We probably could have survived awhile longer, but it was time to try out the final offering, Crater (Night). Playing in what is described as “Dare's sunken crash-site,” Crater looks like an open-ceilinged mall, with a gorgeous city scape rising high into the background—definite eye-candy. As a symmetrical arena, you start above a courtyard centered by a fountain, accessible from stairs flanking your balcony. You spawn in a relative safe zone, inside a set of doors that also house your health packs and ammo.

The night time setting might have been a bit rough for Master Chief, but each ODST comes equipped with a visor capable of night-vision like clarity, that also outlines key targets—enemies, teammates, ammo, etc. And here, the night-vision is needed, as enemies not only jump from drop-ships, but emerge from adjacent hallways as well with the sound of an alarm, randomly. Making things only tougher was the “Tilt” skull which requires plasma weapons to kill shielded enemies, rendering your bullets in your default weapons nearly useless.

Ultimately, Firefight expands on the cooperative gaming Bungie offered us in Halo 3, but they've also tuned it into a mode that is less like a cheap tack-on trying to piggyback off of core gameplay. However, Firefight isn't the only multiplayer action you get from the release of ODST. Packed in a second disc comes all of the previously released downloadable maps, as well as three that mark the end of Halo 3's DLC: Heretic, Citadel and Longshore. This final set of maps show just how tuned into their community Bungie is, as they aim to fulfill some of the over-arching wishes from cacophonous feedback. 
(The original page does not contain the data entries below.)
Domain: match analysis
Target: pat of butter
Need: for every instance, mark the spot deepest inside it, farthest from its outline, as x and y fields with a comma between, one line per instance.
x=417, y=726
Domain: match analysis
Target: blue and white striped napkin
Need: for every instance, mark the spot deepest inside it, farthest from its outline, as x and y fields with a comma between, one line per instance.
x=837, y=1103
Not only do the maps offer rounded out match sizes, with a pair of smaller arenas, but they also mark the opportunity for players to unlock the much coveted Recon armor. No longer will players have to petition Bungie for the highly prized armor; they put the power in the players' hands by having to complete seven difficult achievements (yet to be announced).
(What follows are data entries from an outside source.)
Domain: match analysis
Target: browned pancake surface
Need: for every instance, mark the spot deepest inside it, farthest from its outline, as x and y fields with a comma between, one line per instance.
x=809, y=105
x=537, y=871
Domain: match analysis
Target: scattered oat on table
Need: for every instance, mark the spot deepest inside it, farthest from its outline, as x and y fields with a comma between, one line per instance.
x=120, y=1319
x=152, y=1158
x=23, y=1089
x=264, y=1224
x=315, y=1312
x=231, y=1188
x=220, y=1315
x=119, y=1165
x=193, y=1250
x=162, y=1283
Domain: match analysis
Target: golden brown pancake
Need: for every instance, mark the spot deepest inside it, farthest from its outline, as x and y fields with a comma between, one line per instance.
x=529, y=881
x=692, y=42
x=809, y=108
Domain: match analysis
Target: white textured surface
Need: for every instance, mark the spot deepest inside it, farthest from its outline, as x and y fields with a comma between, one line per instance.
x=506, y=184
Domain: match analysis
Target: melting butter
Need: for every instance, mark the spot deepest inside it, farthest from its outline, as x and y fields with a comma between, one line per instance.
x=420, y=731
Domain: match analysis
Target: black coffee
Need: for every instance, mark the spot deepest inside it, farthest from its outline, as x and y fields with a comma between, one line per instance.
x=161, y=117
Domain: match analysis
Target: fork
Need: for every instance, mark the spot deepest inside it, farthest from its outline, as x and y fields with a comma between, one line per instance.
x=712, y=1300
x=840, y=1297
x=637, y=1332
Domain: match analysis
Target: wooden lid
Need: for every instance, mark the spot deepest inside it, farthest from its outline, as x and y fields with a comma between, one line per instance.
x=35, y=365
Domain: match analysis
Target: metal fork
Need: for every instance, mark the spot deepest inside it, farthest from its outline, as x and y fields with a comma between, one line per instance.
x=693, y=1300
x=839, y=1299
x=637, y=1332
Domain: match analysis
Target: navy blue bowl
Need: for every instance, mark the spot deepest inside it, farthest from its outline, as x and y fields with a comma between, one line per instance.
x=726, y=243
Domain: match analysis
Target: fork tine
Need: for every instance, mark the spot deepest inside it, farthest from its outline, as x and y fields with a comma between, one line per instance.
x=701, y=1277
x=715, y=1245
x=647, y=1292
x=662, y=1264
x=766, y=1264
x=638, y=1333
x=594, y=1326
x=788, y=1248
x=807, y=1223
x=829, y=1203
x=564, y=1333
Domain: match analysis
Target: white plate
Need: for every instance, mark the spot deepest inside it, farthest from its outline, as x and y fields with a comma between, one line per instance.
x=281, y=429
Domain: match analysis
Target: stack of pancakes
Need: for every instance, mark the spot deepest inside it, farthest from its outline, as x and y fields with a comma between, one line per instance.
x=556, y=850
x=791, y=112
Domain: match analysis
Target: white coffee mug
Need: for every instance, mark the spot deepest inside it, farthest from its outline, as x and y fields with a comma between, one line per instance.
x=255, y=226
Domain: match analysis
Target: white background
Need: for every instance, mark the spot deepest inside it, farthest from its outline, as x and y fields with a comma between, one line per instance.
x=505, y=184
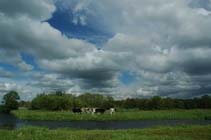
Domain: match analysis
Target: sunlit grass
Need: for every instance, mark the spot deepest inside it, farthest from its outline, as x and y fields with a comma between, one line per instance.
x=126, y=115
x=157, y=133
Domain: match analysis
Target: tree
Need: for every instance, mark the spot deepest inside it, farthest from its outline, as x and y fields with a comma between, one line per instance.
x=10, y=101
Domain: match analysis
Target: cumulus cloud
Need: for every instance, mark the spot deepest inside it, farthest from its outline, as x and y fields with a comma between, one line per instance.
x=166, y=44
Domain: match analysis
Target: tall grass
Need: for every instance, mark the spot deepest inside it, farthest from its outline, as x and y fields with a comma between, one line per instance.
x=126, y=115
x=158, y=133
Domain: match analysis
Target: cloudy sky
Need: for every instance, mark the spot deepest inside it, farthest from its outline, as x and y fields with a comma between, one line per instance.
x=127, y=48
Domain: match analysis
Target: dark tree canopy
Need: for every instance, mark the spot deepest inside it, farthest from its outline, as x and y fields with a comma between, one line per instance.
x=10, y=101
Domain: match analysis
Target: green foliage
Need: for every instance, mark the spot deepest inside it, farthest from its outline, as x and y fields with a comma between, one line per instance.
x=60, y=101
x=198, y=114
x=158, y=133
x=158, y=103
x=10, y=101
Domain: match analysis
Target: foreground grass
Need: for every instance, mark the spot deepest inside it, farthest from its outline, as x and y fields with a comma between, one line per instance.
x=127, y=115
x=158, y=133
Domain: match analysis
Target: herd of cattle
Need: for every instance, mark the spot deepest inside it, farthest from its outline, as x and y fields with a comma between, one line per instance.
x=93, y=110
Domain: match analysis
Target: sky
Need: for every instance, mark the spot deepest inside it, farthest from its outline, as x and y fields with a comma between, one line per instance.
x=125, y=49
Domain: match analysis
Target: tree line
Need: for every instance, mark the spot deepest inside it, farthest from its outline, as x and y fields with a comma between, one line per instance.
x=61, y=101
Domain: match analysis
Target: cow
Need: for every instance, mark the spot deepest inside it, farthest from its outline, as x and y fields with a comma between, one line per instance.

However cool new armor and 750 new Achievement points may be, it's the maps themselves that are a great treat in the collection. First off is Heretic. For any Halo fan, all you really need to know is Heretic is Midship reborn, with an impressive new skybox showing off a Covenant armada. For those that don't posses the knowledge of muscle memory of Halo 2, know that Heretic offers a small, symmetrical, two-level arena taking place in a single room with a hovering platform. The map still plays well for free-for-all or small-team matches, such as King of the Hill.
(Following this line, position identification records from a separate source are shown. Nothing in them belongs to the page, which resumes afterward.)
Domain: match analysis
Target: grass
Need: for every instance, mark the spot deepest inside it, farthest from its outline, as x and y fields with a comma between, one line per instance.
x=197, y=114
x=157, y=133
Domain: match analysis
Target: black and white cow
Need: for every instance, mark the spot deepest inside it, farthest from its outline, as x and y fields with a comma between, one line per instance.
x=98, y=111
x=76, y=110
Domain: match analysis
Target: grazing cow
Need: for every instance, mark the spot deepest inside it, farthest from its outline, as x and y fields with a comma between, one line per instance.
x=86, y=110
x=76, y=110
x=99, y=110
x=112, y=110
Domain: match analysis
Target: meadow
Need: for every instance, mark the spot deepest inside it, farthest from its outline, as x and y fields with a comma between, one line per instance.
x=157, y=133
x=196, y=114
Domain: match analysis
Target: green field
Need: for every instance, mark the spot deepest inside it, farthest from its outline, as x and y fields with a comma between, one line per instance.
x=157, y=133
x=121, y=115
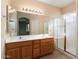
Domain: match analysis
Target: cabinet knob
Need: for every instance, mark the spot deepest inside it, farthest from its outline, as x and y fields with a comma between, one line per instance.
x=27, y=58
x=7, y=56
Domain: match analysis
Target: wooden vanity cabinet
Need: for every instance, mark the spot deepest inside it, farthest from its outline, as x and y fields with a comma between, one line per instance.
x=19, y=50
x=36, y=48
x=29, y=49
x=13, y=54
x=47, y=46
x=27, y=52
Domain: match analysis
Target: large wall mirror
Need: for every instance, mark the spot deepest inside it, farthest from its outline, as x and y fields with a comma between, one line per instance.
x=22, y=23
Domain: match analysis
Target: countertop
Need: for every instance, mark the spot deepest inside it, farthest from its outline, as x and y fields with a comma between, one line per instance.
x=27, y=38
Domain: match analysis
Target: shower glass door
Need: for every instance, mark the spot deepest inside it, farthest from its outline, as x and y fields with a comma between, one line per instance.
x=71, y=33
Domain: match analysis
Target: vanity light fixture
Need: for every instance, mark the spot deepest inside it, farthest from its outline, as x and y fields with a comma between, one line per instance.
x=36, y=11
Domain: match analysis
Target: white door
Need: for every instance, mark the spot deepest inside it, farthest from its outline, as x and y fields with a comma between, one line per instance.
x=59, y=32
x=71, y=33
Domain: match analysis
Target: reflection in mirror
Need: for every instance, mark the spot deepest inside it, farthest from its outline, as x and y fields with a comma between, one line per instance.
x=22, y=23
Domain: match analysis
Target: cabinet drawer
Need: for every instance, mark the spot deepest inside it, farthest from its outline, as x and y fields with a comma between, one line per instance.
x=18, y=44
x=36, y=53
x=36, y=42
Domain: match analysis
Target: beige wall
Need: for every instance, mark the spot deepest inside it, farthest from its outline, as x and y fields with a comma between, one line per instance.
x=70, y=8
x=3, y=28
x=36, y=22
x=33, y=4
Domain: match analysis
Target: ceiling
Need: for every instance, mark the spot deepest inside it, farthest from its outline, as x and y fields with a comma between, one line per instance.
x=58, y=3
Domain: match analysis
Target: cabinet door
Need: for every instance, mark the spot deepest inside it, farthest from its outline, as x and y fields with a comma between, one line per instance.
x=36, y=52
x=27, y=52
x=13, y=54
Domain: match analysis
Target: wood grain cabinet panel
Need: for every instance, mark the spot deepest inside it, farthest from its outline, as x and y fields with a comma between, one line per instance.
x=29, y=49
x=36, y=53
x=13, y=54
x=27, y=52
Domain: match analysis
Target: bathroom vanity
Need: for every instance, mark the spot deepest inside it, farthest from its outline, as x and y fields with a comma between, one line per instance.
x=29, y=48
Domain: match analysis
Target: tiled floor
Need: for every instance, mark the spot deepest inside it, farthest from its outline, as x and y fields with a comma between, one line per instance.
x=57, y=55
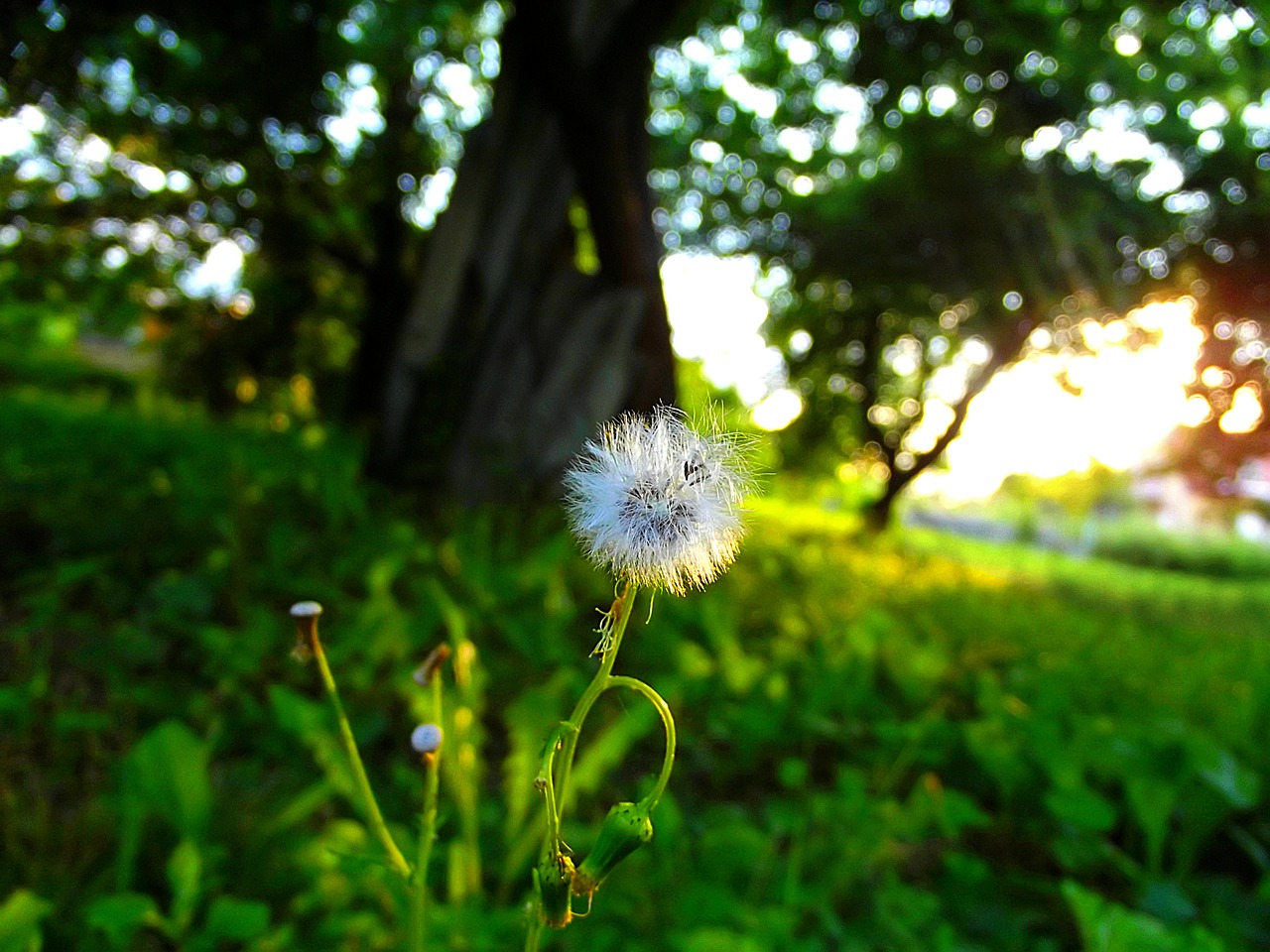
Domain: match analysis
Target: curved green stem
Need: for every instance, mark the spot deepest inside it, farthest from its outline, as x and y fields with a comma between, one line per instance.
x=620, y=615
x=427, y=830
x=620, y=680
x=363, y=784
Citadel departs from the Covenant theme and sets players in a Forerunner arena borrowed from Halo 3's campaign—albeit heavily modified for Matchmaking. Similar to Heretic, Citadel is a symmetrical, two-level map with a platform structure dividing two base areas. Light flooding in from above details one base from the other, and it's entirely possible to invade an opponent with a skillful jump across the platform. Here, more medium-sized games fill up the space a bit better, but we found that games of free-for-all Oddball with six players or Rockets played well with the level's open setting; yet, hard corners and pillars offered enough protection within and below bases to escape pursuit.

Finally, there's Longshore: a rundown port fish-packing facility. As an asymmetrical, larger map it caters well to big teams and games of single-objective matches. There is a definite one-sidedness to its design that allows for a practiced team to protect a single flag, but multiple paths of entry and an arena big enough for a ghost and tight sniping allows for smart offense to take the win. Also, a retractable sky-bridge above the defenders' base can be activated from within it, making for a point of aerial assault. Aesthetically, it's one of the better looking maps in the set as a giant Marine aircraft carrier is silhouetted off in the sea with visible Pelican's lining its deck.

All in all, ODST seems to living up to its claim of not being a simple expansion—the expansion is only half of the package—but a response to Halo's fan base, and a continued tradition to make the familiar addictive.